Burnishing is a process of making an object shiny by using friction and pressure. Often items are burnished by rubbing and there are many types of burnishing tools that use spinning disks with burnishing pads to increase the shine. Traditionally, burnishing differed from polishing in that no polishes were used. However, some industries do use burnishing polishes so the distinction is less clear than it used to be.
Clean the object you are going to burnish. Wash the item (with soap and water when possible) and remove all dirt. Make sure the object is dry before beginning the burnishing process.
Select a buff or burnisher appropriate for the task in size and material. A traditional buff is softened, undyed leather.
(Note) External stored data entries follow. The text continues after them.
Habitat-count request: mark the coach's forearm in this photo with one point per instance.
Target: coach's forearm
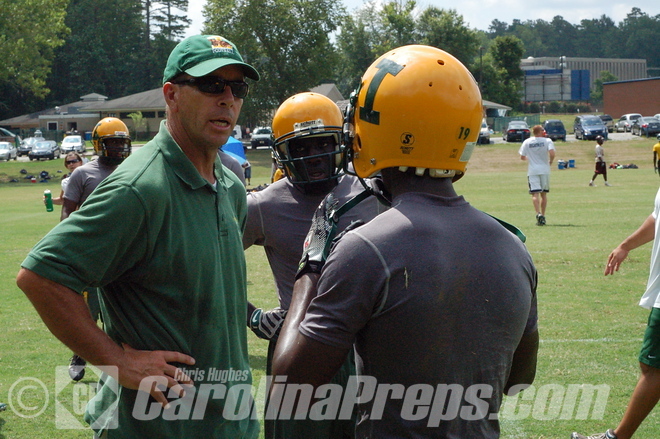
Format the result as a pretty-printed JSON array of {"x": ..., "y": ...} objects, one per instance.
[{"x": 67, "y": 316}]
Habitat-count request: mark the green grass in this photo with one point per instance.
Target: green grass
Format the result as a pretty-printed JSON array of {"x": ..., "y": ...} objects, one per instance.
[{"x": 591, "y": 326}]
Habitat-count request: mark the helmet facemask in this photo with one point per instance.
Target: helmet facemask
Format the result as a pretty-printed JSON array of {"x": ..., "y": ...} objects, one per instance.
[
  {"x": 311, "y": 160},
  {"x": 111, "y": 141},
  {"x": 114, "y": 150}
]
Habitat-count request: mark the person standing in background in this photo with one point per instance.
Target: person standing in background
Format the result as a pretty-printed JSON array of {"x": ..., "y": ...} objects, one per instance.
[
  {"x": 539, "y": 151},
  {"x": 601, "y": 166}
]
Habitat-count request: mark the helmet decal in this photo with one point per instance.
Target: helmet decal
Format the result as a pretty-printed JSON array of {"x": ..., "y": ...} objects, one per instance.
[{"x": 385, "y": 67}]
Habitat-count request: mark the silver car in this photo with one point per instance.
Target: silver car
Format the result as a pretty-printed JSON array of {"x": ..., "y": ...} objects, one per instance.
[
  {"x": 73, "y": 143},
  {"x": 46, "y": 149},
  {"x": 625, "y": 122},
  {"x": 8, "y": 151}
]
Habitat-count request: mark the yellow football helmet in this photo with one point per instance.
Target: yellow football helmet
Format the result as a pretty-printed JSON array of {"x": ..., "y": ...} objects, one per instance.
[
  {"x": 416, "y": 106},
  {"x": 303, "y": 116},
  {"x": 107, "y": 129}
]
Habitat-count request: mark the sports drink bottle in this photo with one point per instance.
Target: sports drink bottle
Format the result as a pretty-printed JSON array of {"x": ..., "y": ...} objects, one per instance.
[{"x": 49, "y": 200}]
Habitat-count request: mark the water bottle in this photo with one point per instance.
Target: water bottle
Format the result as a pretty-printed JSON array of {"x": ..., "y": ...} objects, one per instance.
[{"x": 49, "y": 200}]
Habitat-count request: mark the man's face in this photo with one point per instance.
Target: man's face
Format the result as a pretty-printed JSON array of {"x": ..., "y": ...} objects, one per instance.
[
  {"x": 117, "y": 147},
  {"x": 320, "y": 165},
  {"x": 205, "y": 119}
]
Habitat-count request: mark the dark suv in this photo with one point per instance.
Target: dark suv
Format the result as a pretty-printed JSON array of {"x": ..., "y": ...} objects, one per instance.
[
  {"x": 608, "y": 121},
  {"x": 554, "y": 129},
  {"x": 588, "y": 127}
]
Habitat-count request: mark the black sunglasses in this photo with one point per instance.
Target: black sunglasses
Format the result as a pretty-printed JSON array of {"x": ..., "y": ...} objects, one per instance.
[{"x": 216, "y": 86}]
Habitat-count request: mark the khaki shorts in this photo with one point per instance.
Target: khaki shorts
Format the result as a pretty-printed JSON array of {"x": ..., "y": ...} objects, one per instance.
[{"x": 538, "y": 183}]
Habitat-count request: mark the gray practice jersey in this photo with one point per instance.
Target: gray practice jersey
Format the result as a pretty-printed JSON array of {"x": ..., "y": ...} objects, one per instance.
[
  {"x": 84, "y": 180},
  {"x": 436, "y": 296},
  {"x": 280, "y": 216}
]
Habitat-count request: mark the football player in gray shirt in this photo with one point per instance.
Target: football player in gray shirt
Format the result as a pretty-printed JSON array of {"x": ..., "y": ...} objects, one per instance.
[
  {"x": 308, "y": 133},
  {"x": 437, "y": 298}
]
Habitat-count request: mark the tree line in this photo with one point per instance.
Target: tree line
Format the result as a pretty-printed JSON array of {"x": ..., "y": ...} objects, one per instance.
[{"x": 55, "y": 51}]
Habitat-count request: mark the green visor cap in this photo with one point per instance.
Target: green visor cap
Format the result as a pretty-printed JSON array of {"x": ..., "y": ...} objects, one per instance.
[{"x": 200, "y": 55}]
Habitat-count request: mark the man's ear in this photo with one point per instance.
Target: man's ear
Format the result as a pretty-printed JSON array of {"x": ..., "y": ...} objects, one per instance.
[{"x": 170, "y": 92}]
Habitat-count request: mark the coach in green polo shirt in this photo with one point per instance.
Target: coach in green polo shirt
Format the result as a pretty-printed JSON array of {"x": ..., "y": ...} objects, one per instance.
[{"x": 161, "y": 237}]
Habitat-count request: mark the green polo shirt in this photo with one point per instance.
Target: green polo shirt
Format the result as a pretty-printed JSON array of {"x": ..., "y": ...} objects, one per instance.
[{"x": 165, "y": 248}]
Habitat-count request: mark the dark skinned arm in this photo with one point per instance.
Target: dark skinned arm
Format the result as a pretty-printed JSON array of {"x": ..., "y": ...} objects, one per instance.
[
  {"x": 300, "y": 358},
  {"x": 523, "y": 367}
]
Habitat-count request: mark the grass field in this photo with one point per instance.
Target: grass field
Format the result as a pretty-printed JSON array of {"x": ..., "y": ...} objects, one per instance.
[{"x": 590, "y": 326}]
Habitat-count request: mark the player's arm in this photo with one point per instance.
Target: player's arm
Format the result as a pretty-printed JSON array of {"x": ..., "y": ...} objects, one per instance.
[
  {"x": 298, "y": 357},
  {"x": 645, "y": 233},
  {"x": 523, "y": 367},
  {"x": 66, "y": 315},
  {"x": 68, "y": 207}
]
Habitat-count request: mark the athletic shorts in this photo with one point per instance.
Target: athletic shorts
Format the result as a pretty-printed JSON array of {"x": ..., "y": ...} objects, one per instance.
[
  {"x": 650, "y": 352},
  {"x": 539, "y": 183}
]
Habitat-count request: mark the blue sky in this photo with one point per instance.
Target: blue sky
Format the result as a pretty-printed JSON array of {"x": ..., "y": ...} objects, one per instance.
[{"x": 480, "y": 13}]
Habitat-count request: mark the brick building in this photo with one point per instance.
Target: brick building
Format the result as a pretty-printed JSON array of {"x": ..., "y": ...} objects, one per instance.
[{"x": 634, "y": 96}]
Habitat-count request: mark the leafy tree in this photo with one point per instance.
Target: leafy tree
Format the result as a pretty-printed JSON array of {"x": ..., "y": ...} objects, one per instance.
[
  {"x": 165, "y": 19},
  {"x": 30, "y": 31},
  {"x": 139, "y": 122},
  {"x": 498, "y": 28},
  {"x": 639, "y": 34},
  {"x": 103, "y": 54},
  {"x": 288, "y": 41},
  {"x": 597, "y": 38},
  {"x": 597, "y": 93},
  {"x": 356, "y": 49},
  {"x": 504, "y": 83},
  {"x": 446, "y": 30},
  {"x": 397, "y": 25}
]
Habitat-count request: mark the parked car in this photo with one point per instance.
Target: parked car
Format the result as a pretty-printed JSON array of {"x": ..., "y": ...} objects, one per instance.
[
  {"x": 484, "y": 133},
  {"x": 625, "y": 122},
  {"x": 608, "y": 121},
  {"x": 516, "y": 131},
  {"x": 262, "y": 136},
  {"x": 646, "y": 126},
  {"x": 73, "y": 143},
  {"x": 47, "y": 149},
  {"x": 8, "y": 136},
  {"x": 554, "y": 129},
  {"x": 26, "y": 145},
  {"x": 8, "y": 151},
  {"x": 588, "y": 127}
]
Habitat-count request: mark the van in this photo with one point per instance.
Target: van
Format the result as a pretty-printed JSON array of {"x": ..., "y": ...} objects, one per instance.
[
  {"x": 608, "y": 121},
  {"x": 554, "y": 129},
  {"x": 625, "y": 122},
  {"x": 588, "y": 127}
]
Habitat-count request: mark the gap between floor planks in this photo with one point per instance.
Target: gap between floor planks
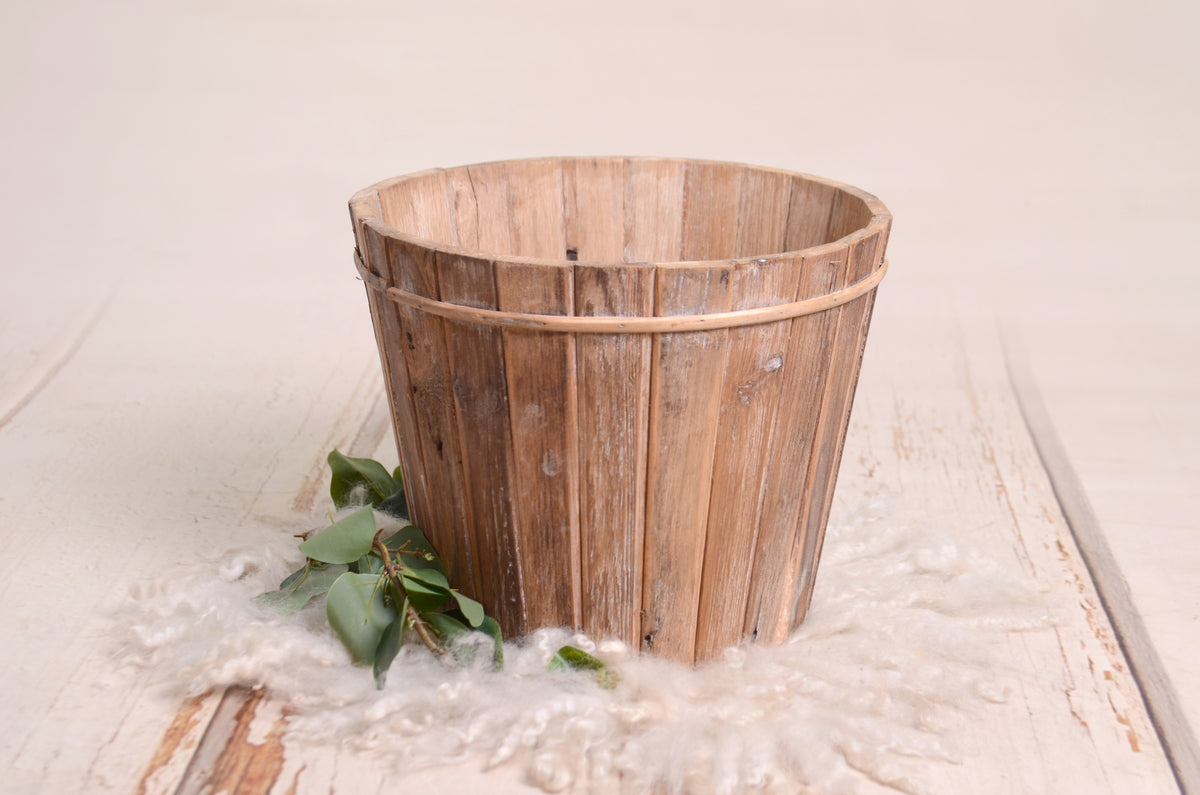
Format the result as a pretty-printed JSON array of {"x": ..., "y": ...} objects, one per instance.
[
  {"x": 223, "y": 758},
  {"x": 1158, "y": 694}
]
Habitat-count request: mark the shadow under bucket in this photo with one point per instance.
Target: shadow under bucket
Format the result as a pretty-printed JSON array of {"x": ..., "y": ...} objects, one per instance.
[{"x": 621, "y": 386}]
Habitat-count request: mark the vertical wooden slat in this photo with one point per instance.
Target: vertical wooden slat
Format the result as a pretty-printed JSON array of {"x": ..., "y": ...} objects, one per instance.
[
  {"x": 388, "y": 329},
  {"x": 847, "y": 214},
  {"x": 750, "y": 394},
  {"x": 808, "y": 215},
  {"x": 535, "y": 209},
  {"x": 443, "y": 514},
  {"x": 687, "y": 374},
  {"x": 762, "y": 213},
  {"x": 490, "y": 192},
  {"x": 754, "y": 374},
  {"x": 613, "y": 400},
  {"x": 779, "y": 547},
  {"x": 481, "y": 407},
  {"x": 540, "y": 374},
  {"x": 463, "y": 210},
  {"x": 847, "y": 354},
  {"x": 709, "y": 210},
  {"x": 594, "y": 207},
  {"x": 653, "y": 210}
]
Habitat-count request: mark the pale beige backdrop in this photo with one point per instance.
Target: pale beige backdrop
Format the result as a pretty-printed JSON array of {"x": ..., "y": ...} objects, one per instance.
[{"x": 179, "y": 316}]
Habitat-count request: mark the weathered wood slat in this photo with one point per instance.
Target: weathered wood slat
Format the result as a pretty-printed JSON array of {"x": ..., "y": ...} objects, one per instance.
[
  {"x": 439, "y": 509},
  {"x": 751, "y": 395},
  {"x": 779, "y": 548},
  {"x": 481, "y": 407},
  {"x": 687, "y": 374},
  {"x": 653, "y": 209},
  {"x": 613, "y": 401},
  {"x": 839, "y": 394}
]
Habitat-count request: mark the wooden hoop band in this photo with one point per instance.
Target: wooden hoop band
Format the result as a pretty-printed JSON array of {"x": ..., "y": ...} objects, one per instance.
[{"x": 661, "y": 324}]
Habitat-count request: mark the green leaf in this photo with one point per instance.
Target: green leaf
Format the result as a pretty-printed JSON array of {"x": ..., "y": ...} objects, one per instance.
[
  {"x": 299, "y": 592},
  {"x": 389, "y": 646},
  {"x": 430, "y": 577},
  {"x": 454, "y": 631},
  {"x": 569, "y": 657},
  {"x": 490, "y": 626},
  {"x": 395, "y": 506},
  {"x": 426, "y": 598},
  {"x": 448, "y": 627},
  {"x": 471, "y": 609},
  {"x": 370, "y": 565},
  {"x": 414, "y": 545},
  {"x": 343, "y": 542},
  {"x": 295, "y": 575},
  {"x": 359, "y": 473},
  {"x": 358, "y": 613}
]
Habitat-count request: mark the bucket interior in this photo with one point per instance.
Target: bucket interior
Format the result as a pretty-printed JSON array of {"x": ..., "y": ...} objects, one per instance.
[{"x": 623, "y": 210}]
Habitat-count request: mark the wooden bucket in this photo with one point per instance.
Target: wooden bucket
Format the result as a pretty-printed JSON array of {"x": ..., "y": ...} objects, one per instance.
[{"x": 621, "y": 386}]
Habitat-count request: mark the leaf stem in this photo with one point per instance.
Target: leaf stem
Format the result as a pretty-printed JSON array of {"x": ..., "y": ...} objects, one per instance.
[{"x": 414, "y": 617}]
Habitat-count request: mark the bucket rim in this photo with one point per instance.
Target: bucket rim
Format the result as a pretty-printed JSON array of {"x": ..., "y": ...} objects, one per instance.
[{"x": 364, "y": 210}]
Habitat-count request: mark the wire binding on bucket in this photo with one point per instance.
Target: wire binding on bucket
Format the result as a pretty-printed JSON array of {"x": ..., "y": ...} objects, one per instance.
[{"x": 570, "y": 323}]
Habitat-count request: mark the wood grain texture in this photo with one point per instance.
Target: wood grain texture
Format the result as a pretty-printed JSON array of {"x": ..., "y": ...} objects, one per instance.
[
  {"x": 685, "y": 399},
  {"x": 481, "y": 408},
  {"x": 1159, "y": 693},
  {"x": 847, "y": 347},
  {"x": 751, "y": 394},
  {"x": 583, "y": 462},
  {"x": 541, "y": 394},
  {"x": 779, "y": 547},
  {"x": 421, "y": 352},
  {"x": 613, "y": 402},
  {"x": 653, "y": 209}
]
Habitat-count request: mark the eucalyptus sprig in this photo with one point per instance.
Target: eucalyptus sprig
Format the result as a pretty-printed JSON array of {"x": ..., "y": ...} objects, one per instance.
[{"x": 382, "y": 587}]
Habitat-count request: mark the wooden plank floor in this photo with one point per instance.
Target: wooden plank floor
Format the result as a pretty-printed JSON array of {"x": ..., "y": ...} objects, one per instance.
[{"x": 181, "y": 336}]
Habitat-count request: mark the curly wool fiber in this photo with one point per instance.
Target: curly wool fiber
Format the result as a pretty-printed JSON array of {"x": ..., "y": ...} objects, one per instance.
[{"x": 899, "y": 646}]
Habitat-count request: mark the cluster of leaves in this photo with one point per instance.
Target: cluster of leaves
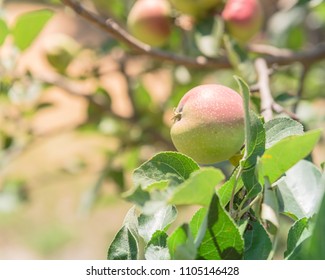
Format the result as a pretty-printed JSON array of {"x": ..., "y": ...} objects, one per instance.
[
  {"x": 239, "y": 218},
  {"x": 239, "y": 215}
]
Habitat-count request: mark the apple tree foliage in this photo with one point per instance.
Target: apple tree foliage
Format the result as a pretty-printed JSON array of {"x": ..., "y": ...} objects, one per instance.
[{"x": 240, "y": 210}]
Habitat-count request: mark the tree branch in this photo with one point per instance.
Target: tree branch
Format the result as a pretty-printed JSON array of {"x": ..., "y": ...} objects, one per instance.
[
  {"x": 272, "y": 54},
  {"x": 268, "y": 105}
]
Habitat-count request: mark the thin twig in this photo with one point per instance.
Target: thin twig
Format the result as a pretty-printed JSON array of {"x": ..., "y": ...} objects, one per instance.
[
  {"x": 272, "y": 55},
  {"x": 302, "y": 80},
  {"x": 263, "y": 82}
]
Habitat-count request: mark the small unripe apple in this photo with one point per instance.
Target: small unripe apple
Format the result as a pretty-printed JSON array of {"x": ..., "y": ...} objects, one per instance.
[
  {"x": 195, "y": 8},
  {"x": 209, "y": 124},
  {"x": 243, "y": 18},
  {"x": 150, "y": 22}
]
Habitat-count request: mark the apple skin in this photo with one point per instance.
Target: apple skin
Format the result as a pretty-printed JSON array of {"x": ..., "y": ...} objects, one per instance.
[
  {"x": 195, "y": 8},
  {"x": 243, "y": 18},
  {"x": 150, "y": 22},
  {"x": 209, "y": 124}
]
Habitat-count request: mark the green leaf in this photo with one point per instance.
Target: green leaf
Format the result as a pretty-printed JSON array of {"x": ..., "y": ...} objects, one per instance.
[
  {"x": 258, "y": 244},
  {"x": 316, "y": 250},
  {"x": 284, "y": 154},
  {"x": 28, "y": 26},
  {"x": 4, "y": 31},
  {"x": 254, "y": 143},
  {"x": 222, "y": 240},
  {"x": 298, "y": 233},
  {"x": 300, "y": 190},
  {"x": 171, "y": 166},
  {"x": 280, "y": 128},
  {"x": 124, "y": 246},
  {"x": 270, "y": 208},
  {"x": 199, "y": 188},
  {"x": 149, "y": 224},
  {"x": 225, "y": 190},
  {"x": 181, "y": 244},
  {"x": 197, "y": 221},
  {"x": 255, "y": 149},
  {"x": 157, "y": 247}
]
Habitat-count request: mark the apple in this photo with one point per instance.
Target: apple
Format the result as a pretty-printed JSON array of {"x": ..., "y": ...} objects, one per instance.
[
  {"x": 243, "y": 18},
  {"x": 195, "y": 8},
  {"x": 209, "y": 124},
  {"x": 150, "y": 22}
]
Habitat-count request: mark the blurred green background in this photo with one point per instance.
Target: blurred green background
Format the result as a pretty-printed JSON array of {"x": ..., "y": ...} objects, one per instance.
[{"x": 78, "y": 113}]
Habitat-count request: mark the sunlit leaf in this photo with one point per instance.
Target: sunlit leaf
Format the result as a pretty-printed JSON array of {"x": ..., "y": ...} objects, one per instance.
[
  {"x": 258, "y": 244},
  {"x": 284, "y": 154},
  {"x": 198, "y": 189},
  {"x": 169, "y": 166},
  {"x": 3, "y": 31},
  {"x": 300, "y": 190},
  {"x": 157, "y": 247},
  {"x": 280, "y": 128},
  {"x": 298, "y": 233},
  {"x": 222, "y": 240},
  {"x": 181, "y": 244},
  {"x": 149, "y": 224},
  {"x": 28, "y": 26},
  {"x": 124, "y": 246}
]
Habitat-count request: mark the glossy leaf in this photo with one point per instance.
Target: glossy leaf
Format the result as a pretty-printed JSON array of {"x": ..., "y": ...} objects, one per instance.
[
  {"x": 170, "y": 166},
  {"x": 149, "y": 224},
  {"x": 258, "y": 244},
  {"x": 199, "y": 188},
  {"x": 28, "y": 26},
  {"x": 222, "y": 240},
  {"x": 280, "y": 128},
  {"x": 298, "y": 233},
  {"x": 181, "y": 244},
  {"x": 300, "y": 190},
  {"x": 124, "y": 246},
  {"x": 157, "y": 247},
  {"x": 286, "y": 153},
  {"x": 4, "y": 31}
]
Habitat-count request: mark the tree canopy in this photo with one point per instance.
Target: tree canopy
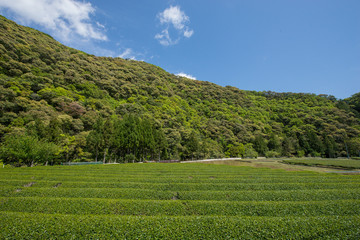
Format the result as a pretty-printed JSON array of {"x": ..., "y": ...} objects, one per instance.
[{"x": 113, "y": 109}]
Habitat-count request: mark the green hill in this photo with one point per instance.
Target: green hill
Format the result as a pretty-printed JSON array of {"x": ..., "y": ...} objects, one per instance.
[{"x": 58, "y": 104}]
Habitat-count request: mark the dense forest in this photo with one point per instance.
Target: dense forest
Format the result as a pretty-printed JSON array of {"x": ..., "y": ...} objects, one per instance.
[{"x": 59, "y": 104}]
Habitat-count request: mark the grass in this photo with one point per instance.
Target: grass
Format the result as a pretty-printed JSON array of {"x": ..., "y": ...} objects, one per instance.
[
  {"x": 332, "y": 163},
  {"x": 177, "y": 201}
]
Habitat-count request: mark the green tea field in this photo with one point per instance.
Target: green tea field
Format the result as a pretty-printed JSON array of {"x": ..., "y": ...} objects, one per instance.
[{"x": 177, "y": 201}]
Many other types of buffs are used today; most are made of fibers and are mounted on machines or power tools for easy use.
Use a power drill, rotary tool or floor burnisher with a commercial pad to burnish most surfaces. The burnishing is accomplished by the consistent rubbing of the surface to bring up the shine.
Rub with a handheld buff over the surface of the object. This will remove the finest amount of the old surface due to friction and with some buffs, the natural moisture (sometimes oils) in the buff will lubricate like a type of polish.
Wrap undyed leather around the hand with the rough side out for hand burnishing small sculptures or other intricate small objects. This is a natural buff that can be used to burnish anything from marble statues to jewelry. Rub firmly along the surface to produce the shine.